Episode #
17
Evolving as Human Beings to Use Capitalism for the Greater Good with Common CEO Mark Eckhardt
COMMON Foundation combines the power of an incubator with philanthropy and social entrepreneurship to support, promote and develop non-profit ideas and organizations in the US and abroad for the benefit of people, planet, and peace. Prior to becoming the CEO of COMMON LLC, Mark Eckhardt was a principal at UFUSE Visionary Strategy Management, a global consulting firm devoted to unleashing creativity and helping entrepreneurs produce outstanding results through innovative business strategies, organizational design, and alignment of partnerships. Mark is also a Zen Buddhist Priest who has dedicated his life to transforming the nature of capitalism through social and environmental entrepreneurship. Mark joined us at Cause and Purpose to share the lessons he has learned through an entire career of conscious impact-building within capitalism.
1:17
This led him to discover Buddhism. With a big hole in his heart and a lot of questions about who he needed to be in order to make a real difference, Mark met a Buddhist priest who introduced him to the ideas of really understanding oneself, self-mastery, and the exact qualities he had admired in his mentors. The Santa Monica Zen Center was where he trained and practiced Zen Buddhism, which had an amazing lineage in the world of Zen. This is where Mark learned about the challenges of teacher student power dynamics and how to understand the political chaos unfolding in the U.S. at the time. However, he also learned to understand the distinction between what is real and what isn’t. He learned how to work with people with very different interpretations of what the world is, a skill he uses today in his current venture. About 8 years in, he took his vows to become a priest.

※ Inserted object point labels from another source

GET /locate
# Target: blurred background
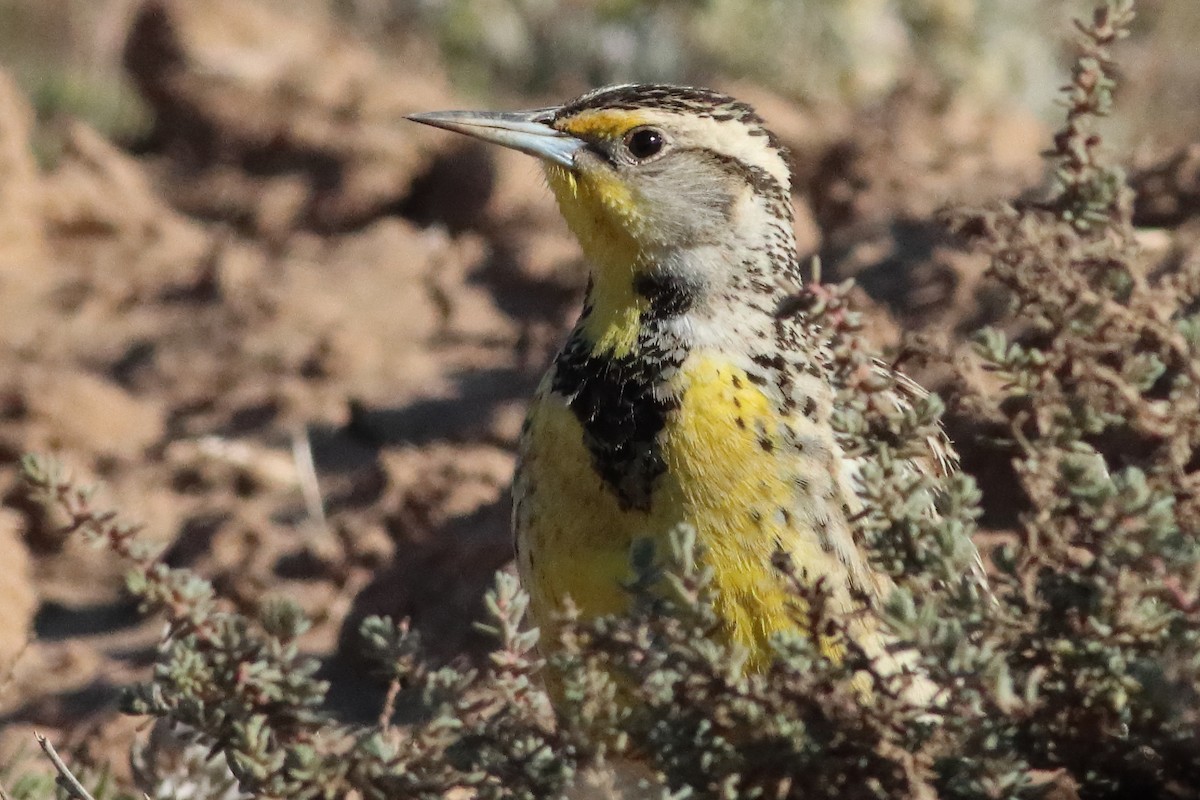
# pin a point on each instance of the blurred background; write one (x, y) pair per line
(293, 335)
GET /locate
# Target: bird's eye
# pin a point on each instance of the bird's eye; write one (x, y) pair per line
(645, 143)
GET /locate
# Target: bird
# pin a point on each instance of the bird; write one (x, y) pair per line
(689, 392)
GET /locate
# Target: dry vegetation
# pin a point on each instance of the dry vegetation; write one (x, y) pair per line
(293, 337)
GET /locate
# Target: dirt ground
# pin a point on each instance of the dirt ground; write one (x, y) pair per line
(285, 272)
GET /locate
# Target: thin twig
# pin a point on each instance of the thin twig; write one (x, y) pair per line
(306, 475)
(66, 779)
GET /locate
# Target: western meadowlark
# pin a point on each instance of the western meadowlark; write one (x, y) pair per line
(684, 394)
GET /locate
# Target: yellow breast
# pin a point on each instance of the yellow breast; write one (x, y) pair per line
(733, 470)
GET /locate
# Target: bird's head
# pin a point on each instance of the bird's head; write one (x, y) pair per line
(661, 166)
(676, 194)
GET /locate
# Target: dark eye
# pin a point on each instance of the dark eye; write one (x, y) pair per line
(643, 143)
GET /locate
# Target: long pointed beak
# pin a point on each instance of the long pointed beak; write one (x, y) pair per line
(522, 131)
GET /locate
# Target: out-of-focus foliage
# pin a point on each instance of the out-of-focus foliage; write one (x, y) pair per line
(820, 49)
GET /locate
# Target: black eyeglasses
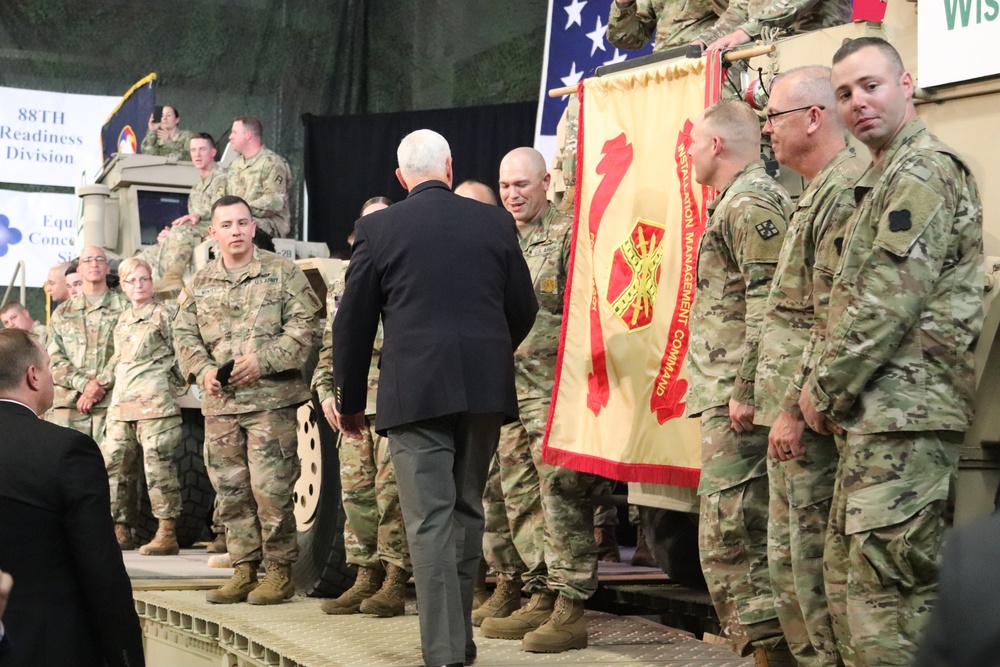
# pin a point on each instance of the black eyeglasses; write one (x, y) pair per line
(772, 116)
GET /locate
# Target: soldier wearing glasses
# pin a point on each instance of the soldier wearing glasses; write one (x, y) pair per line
(81, 345)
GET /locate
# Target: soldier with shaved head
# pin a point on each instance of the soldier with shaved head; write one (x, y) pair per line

“All of us are seeking the same thing and it can be articulated as having the experience of love, being loved, knowing that you matter, that people care, and that you actually have a path to realize about what you are supposed to do here with your time.”
What came out of his time at the Buddhist center led him to creating his current venture, Common Foundation, which uses a strategy called maniacal business attack. Organizations hire his foundation to respond to a challenge: a change in their market, an internal culture challenge, pursuing a new opportunity, etc. Common creates a space to bring groups of strangers together with the client’s team, with very different backgrounds and points of views, in order to create a breakdown that results in revealing what has been preventing a massive thrust forward in the organization. It’s a powerful process that creates incredible results and is unlike other business strategies.
“I see business as a vehicle for expression and as a vehicle to pursue what matters to you.”
Very early on in Mark’s work, he saw that as soon as a group or individual crafted a vision for the world that was huge and aspirational, it would just pull them over the cliff with its magnitude. They would freak out and be overwhelmed. Instead, he learned to see vision as an experience that you can engineer and amplify to allow people to incorporate into their own self-narrative. It becomes part of who they are and how they want the world to see them and interact with them. This led him to the world of brand and storytelling and his passion for it.
In Mark’s eyes, the world of capitalism is an invitation to anyone with an idea that will be meaningful to create a powerful solution. It can be beautiful and it can be brutal. It can be bigger than oneself and create amazing scale and impact. The results largely rest on the leadership of a company and their values. While the pandemic has revealed the fragility of capitalism, it has also shown us the impact of capitalism on our environment. Founded on the idea of neo-liberalism, capitalism has run us aground by going unchecked for too long.
“Wait a minute, maybe we do need to start taking account . . . for the externalities of what it means to bring a product all the way to market.”
The three things Mark believes are critical to turning around capitalism are these: one, we each need to develop our ability to make sense of the world around us as accurately as we are capable of. Two, we need to develop the ability to really sit with other people’s experience. Three, we need to continually develop the ability to be self-aware. That means catching our own biases and preventing ourselves from engaging in harmful behavior. As a summary, we need to evolve as human beings.